A historical question

Duncan Booth · Sep 8, 2004

Jerald said:
Hi.

I'd like to know when python started working with bytecode.
It seems natural that in the first python implementations
code was really interpreted : executed directly.

As a result, in the first days, when the py-programmer
said:

def foo ():
print 'foo'

python stored the function body and executed it each time
foo was called. In some time it was decided to compile
this to bytecode, optimize it and call the bytecode instead.

Is it so?

According to Google, in April 1994 Guido posted complaining about some of the
inefficiencies in the bytecode interpreter:

http://groups.google.co.uk/[email protected]

I doubt very much whether there has ever been any implemention of Python that
didn't use a bytecode of some form. It would be a very perverse way to try to
write a language.

Peter Hansen · Sep 8, 2004

Jerald said:
I'd like to know when python started working with bytecode.
It seems natural that in the first python implementations
code was really interpreted : executed directly.

Why does that seem natural to you?

-Peter

Larry Bates · Sep 8, 2004

Unless I'm mistaken it is nearly impossible to
"execute" any software without translating the
source into some intermediate (read bytecode) set
of tokens and operators.
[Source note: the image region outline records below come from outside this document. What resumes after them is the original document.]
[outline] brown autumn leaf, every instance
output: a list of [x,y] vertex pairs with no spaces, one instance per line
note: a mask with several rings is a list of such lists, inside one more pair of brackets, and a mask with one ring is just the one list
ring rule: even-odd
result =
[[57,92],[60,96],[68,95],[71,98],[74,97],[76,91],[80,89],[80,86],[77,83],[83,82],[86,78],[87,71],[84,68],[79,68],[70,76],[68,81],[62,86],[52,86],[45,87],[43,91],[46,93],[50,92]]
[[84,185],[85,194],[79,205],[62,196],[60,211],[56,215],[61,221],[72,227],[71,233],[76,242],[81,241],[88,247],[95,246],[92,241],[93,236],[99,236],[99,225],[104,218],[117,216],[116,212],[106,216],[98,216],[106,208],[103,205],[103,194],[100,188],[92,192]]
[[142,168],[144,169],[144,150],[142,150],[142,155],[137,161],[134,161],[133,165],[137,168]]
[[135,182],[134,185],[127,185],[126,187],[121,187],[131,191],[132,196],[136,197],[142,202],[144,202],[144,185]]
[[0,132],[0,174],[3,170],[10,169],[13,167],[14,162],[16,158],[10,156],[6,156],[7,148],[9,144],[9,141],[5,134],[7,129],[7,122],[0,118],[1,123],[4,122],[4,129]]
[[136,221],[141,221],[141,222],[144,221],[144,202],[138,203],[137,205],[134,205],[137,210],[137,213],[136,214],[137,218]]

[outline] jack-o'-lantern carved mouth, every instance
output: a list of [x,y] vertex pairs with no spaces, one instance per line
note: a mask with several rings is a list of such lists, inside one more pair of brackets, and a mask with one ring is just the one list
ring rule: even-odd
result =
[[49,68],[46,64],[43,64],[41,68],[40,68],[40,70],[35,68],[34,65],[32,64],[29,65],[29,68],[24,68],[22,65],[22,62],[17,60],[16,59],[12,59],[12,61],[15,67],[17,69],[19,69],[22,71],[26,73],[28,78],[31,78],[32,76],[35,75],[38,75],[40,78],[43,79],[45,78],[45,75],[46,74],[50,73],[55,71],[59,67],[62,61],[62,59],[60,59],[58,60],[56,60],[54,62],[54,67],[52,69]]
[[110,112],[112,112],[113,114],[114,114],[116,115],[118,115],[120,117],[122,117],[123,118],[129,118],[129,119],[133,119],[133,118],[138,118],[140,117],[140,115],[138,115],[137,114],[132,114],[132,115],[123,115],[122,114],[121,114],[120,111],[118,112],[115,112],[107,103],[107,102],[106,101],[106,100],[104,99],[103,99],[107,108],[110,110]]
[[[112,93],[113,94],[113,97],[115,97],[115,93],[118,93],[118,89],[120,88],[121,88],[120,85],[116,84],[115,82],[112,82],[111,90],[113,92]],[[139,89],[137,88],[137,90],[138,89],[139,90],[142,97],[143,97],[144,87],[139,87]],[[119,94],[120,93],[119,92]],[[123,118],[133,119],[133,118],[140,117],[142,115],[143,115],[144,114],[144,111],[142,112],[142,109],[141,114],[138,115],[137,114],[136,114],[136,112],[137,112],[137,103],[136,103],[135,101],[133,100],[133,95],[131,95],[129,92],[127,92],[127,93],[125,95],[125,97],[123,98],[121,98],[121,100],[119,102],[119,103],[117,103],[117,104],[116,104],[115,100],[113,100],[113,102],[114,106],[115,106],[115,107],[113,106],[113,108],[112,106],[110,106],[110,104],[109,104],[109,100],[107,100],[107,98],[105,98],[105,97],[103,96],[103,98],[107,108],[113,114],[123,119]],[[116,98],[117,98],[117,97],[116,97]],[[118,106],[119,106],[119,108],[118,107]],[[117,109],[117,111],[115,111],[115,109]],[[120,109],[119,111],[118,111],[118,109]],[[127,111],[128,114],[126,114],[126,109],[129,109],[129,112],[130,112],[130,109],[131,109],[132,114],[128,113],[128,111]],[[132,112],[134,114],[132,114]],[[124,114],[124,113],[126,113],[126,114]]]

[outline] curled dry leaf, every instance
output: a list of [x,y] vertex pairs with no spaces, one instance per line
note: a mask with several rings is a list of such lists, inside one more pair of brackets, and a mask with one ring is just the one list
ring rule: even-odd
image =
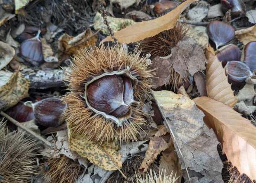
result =
[[160,167],[165,170],[166,175],[170,175],[172,172],[176,174],[176,177],[178,178],[175,183],[180,183],[182,177],[182,171],[179,161],[179,157],[172,140],[170,140],[169,145],[168,148],[162,152],[162,156],[160,158]]
[[15,54],[15,50],[13,47],[0,41],[0,70],[9,63]]
[[236,38],[246,45],[249,42],[256,41],[256,25],[236,31]]
[[194,99],[212,128],[228,161],[241,174],[256,180],[256,127],[230,107],[206,97]]
[[[138,41],[165,30],[173,28],[180,14],[192,3],[195,1],[197,0],[187,0],[163,16],[147,22],[137,22],[118,31],[115,33],[115,37],[120,42],[130,43]],[[112,41],[112,39],[109,36],[102,41]]]
[[122,167],[121,155],[116,151],[118,147],[103,142],[100,145],[78,136],[69,137],[69,147],[91,163],[107,170],[120,169]]
[[183,78],[187,76],[187,71],[193,75],[205,69],[207,62],[203,50],[191,38],[179,42],[172,48],[170,59],[175,71]]
[[13,106],[28,96],[30,82],[19,71],[0,71],[0,99],[7,104],[5,109]]
[[168,143],[163,137],[151,137],[145,154],[145,158],[140,167],[140,171],[146,171],[151,164],[157,158],[157,155],[168,147]]
[[81,47],[87,47],[93,46],[97,41],[97,35],[94,34],[90,28],[73,37],[65,33],[59,38],[59,51],[67,54],[75,53]]
[[206,90],[208,96],[227,105],[233,106],[237,99],[227,82],[224,69],[216,55],[214,55],[208,47],[206,51],[208,63],[206,66]]
[[[189,182],[186,167],[190,179],[197,180],[195,182],[223,183],[219,142],[213,130],[204,123],[203,112],[181,95],[164,90],[153,92],[153,95],[172,135],[185,182]],[[198,174],[202,176],[195,175]]]

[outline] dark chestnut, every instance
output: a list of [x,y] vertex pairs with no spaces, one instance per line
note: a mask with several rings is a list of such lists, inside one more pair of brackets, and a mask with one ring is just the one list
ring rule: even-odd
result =
[[221,0],[221,3],[224,13],[231,9],[232,16],[238,16],[245,14],[245,5],[242,0]]
[[42,100],[33,105],[35,117],[38,123],[44,126],[55,127],[63,122],[62,114],[67,104],[57,97]]
[[[222,48],[222,47],[221,47]],[[221,61],[223,67],[229,61],[240,60],[241,51],[237,46],[230,44],[224,47],[217,54],[218,59]]]
[[244,47],[244,62],[252,72],[256,69],[256,41],[250,42]]
[[243,82],[253,75],[253,73],[247,65],[239,61],[227,62],[225,66],[225,71],[231,82]]
[[21,56],[35,66],[41,65],[44,59],[42,43],[39,38],[40,32],[38,31],[35,37],[23,41],[19,47]]
[[211,21],[207,26],[207,32],[217,50],[219,47],[226,44],[235,37],[235,29],[232,26],[218,20]]
[[32,107],[24,105],[21,102],[8,109],[5,112],[20,123],[25,122],[35,119]]
[[115,117],[125,116],[134,101],[131,79],[120,75],[105,76],[90,84],[87,97],[91,106]]

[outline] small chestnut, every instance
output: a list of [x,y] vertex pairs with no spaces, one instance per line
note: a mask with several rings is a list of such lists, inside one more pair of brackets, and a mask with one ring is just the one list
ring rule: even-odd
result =
[[256,41],[250,42],[244,47],[244,62],[252,72],[256,69]]
[[240,60],[241,59],[240,49],[237,46],[233,44],[221,47],[217,55],[219,60],[221,62],[223,67],[228,61]]
[[62,114],[67,104],[57,97],[42,100],[32,105],[36,121],[46,127],[55,127],[63,122]]
[[207,26],[210,38],[215,44],[216,49],[230,41],[235,37],[235,29],[227,23],[218,20],[211,21]]
[[245,5],[242,0],[221,0],[221,9],[224,13],[231,9],[231,14],[234,16],[245,13]]
[[239,61],[227,62],[225,66],[225,71],[231,82],[243,82],[253,75],[253,73],[247,65]]
[[87,97],[96,110],[117,117],[124,116],[134,101],[131,82],[120,75],[104,76],[88,85]]
[[35,66],[39,66],[44,59],[42,43],[39,38],[40,32],[38,31],[35,37],[22,42],[19,47],[21,56]]

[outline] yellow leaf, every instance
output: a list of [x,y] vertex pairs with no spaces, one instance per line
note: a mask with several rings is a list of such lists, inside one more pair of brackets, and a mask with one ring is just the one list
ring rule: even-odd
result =
[[5,109],[27,97],[30,84],[19,71],[13,73],[0,71],[0,100],[7,104]]
[[249,42],[256,41],[256,25],[236,31],[235,34],[236,38],[244,45]]
[[70,137],[69,145],[81,157],[106,170],[115,170],[122,167],[121,155],[116,151],[116,146],[106,143],[100,145],[74,135]]
[[231,107],[207,97],[194,99],[214,130],[227,159],[241,174],[256,180],[256,127]]
[[[166,30],[173,28],[180,14],[192,3],[197,0],[187,0],[174,9],[163,16],[148,21],[137,22],[114,33],[118,41],[130,43],[138,41],[153,36]],[[102,42],[112,41],[111,36],[105,38]]]
[[206,66],[206,90],[208,96],[216,101],[233,106],[237,102],[231,85],[227,82],[225,69],[217,56],[206,50],[206,57],[208,60]]

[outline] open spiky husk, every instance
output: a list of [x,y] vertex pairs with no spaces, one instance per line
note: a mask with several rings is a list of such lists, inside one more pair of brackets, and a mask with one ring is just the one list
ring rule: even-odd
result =
[[50,177],[51,183],[73,183],[83,173],[83,168],[79,164],[65,156],[49,158],[46,163],[49,169],[45,177]]
[[24,133],[8,131],[0,121],[0,182],[1,183],[30,183],[35,174],[35,140],[24,136]]
[[172,172],[169,175],[166,175],[165,172],[165,169],[160,168],[159,174],[157,174],[150,168],[149,173],[144,173],[142,176],[136,174],[134,183],[175,183],[178,177]]
[[140,58],[140,54],[128,54],[122,47],[116,46],[81,50],[76,54],[66,78],[70,92],[64,99],[67,104],[64,116],[71,133],[100,142],[137,140],[139,130],[145,122],[146,114],[141,109],[141,105],[133,104],[131,117],[117,126],[86,107],[80,94],[84,91],[85,83],[93,77],[128,67],[138,81],[134,88],[134,100],[143,103],[150,92],[153,73],[147,58]]

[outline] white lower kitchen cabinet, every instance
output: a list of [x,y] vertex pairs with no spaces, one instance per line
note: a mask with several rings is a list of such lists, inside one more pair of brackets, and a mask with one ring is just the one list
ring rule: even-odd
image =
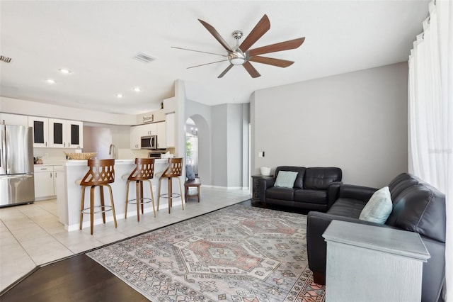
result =
[[[57,177],[59,165],[35,166],[35,200],[55,198]],[[61,171],[61,170],[60,170]]]

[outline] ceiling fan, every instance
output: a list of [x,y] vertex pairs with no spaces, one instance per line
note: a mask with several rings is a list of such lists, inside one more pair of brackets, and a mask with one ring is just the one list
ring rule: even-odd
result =
[[294,61],[262,57],[259,55],[295,49],[302,45],[305,40],[305,37],[302,37],[298,39],[289,40],[287,41],[280,42],[279,43],[263,46],[258,48],[250,49],[250,47],[253,44],[255,44],[255,43],[258,41],[258,39],[260,39],[260,38],[261,38],[270,28],[270,22],[269,22],[269,18],[268,18],[268,16],[265,14],[263,18],[261,18],[261,19],[258,21],[256,26],[253,28],[250,34],[243,40],[243,41],[242,41],[241,45],[239,45],[239,40],[242,38],[243,33],[241,30],[234,30],[232,35],[233,37],[236,39],[236,46],[231,47],[222,38],[220,34],[215,30],[215,28],[214,28],[214,27],[202,20],[198,19],[198,21],[202,23],[203,26],[205,26],[207,31],[209,31],[211,35],[212,35],[214,38],[215,38],[215,39],[219,41],[222,46],[223,46],[224,48],[226,50],[226,55],[221,55],[200,50],[177,47],[174,46],[172,46],[172,47],[226,57],[226,60],[222,60],[221,61],[216,61],[211,63],[202,64],[200,65],[188,67],[193,68],[200,66],[207,65],[210,64],[229,61],[230,63],[229,65],[220,74],[220,75],[219,75],[219,77],[217,77],[218,78],[221,78],[224,76],[225,74],[226,74],[226,72],[228,72],[228,71],[235,65],[243,66],[247,72],[248,72],[248,74],[253,78],[260,77],[260,74],[258,72],[255,67],[252,66],[252,65],[250,63],[251,62],[267,64],[279,67],[287,67],[288,66],[292,65],[292,63],[294,63]]

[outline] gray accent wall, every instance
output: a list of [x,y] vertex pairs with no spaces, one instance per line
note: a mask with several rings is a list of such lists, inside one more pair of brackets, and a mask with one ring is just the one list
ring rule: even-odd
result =
[[212,185],[228,186],[227,105],[213,106],[212,118]]
[[402,62],[255,91],[252,174],[338,167],[344,183],[387,185],[408,171],[407,85]]

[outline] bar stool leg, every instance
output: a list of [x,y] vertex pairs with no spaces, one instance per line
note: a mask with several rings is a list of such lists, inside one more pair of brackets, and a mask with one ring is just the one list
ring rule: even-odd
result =
[[[140,196],[140,181],[135,181],[135,201],[137,202],[137,221],[140,222],[140,203],[142,196]],[[142,205],[143,206],[143,205]],[[143,213],[143,212],[142,212]]]
[[82,223],[84,222],[84,207],[85,206],[85,189],[86,186],[82,186],[82,198],[81,200],[80,206],[80,229],[82,229]]
[[112,215],[113,216],[113,222],[115,223],[115,228],[117,228],[117,225],[116,223],[116,213],[115,213],[115,203],[113,203],[113,194],[112,194],[112,187],[109,184],[105,184],[108,188],[108,191],[110,194],[110,202],[112,203]]
[[183,211],[184,211],[184,200],[183,199],[183,189],[181,187],[181,180],[179,177],[176,177],[178,181],[179,181],[179,196],[181,198],[181,206],[183,206]]
[[104,187],[99,186],[99,191],[101,194],[101,210],[102,211],[102,220],[105,224],[105,203],[104,201]]
[[143,181],[140,181],[140,205],[142,206],[142,214],[144,213],[144,195],[143,195]]
[[162,181],[162,177],[159,179],[159,189],[157,191],[157,211],[159,211],[159,204],[161,201],[161,182]]
[[94,225],[94,189],[96,186],[91,186],[90,189],[90,232],[93,235]]
[[127,203],[129,199],[129,184],[130,183],[130,180],[126,181],[126,213],[125,213],[125,219],[127,219]]
[[154,217],[156,217],[156,209],[154,208],[154,194],[153,194],[153,184],[149,180],[147,180],[148,184],[149,184],[149,191],[151,193],[151,203],[153,205],[153,213],[154,213]]
[[173,195],[172,195],[173,188],[172,188],[171,182],[172,182],[171,178],[168,177],[167,179],[167,184],[168,187],[168,214],[170,213],[171,206],[173,206]]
All interpreters must
parse the source code and create some structured
representation (even if it is only internal) that
is normally VERY different from the source code
itself. Some interpreters never save out this
"byte code", but it exists nevertheless.

Larry Bates
Syscon, Inc.

Paul Watson · Sep 8, 2004

Larry Bates said:
Unless I'm mistaken it is nearly impossible to
"execute" any software without translating the
source into some intermediate (read bytecode) set
of tokens and operators. All interpreters must
parse the source code and create some structured
representation (even if it is only internal) that
is normally VERY different from the source code
itself. Some interpreters never save out this
"byte code", but it exists nevertheless.

Larry Bates
Syscon, Inc.

Agreed. However, we should also consider that "compiled" excutable images
in machine language are simply bytecodes to the processor microcode.

Now... If we had a processor for which we could write microcode to execute
Python or Parrot bytecode, ...

Carlos Ribeiro · Sep 8, 2004

I'd like to know when python started working with bytecode.
It seems natural that in the first python implementations
code was really interpreted : executed directly.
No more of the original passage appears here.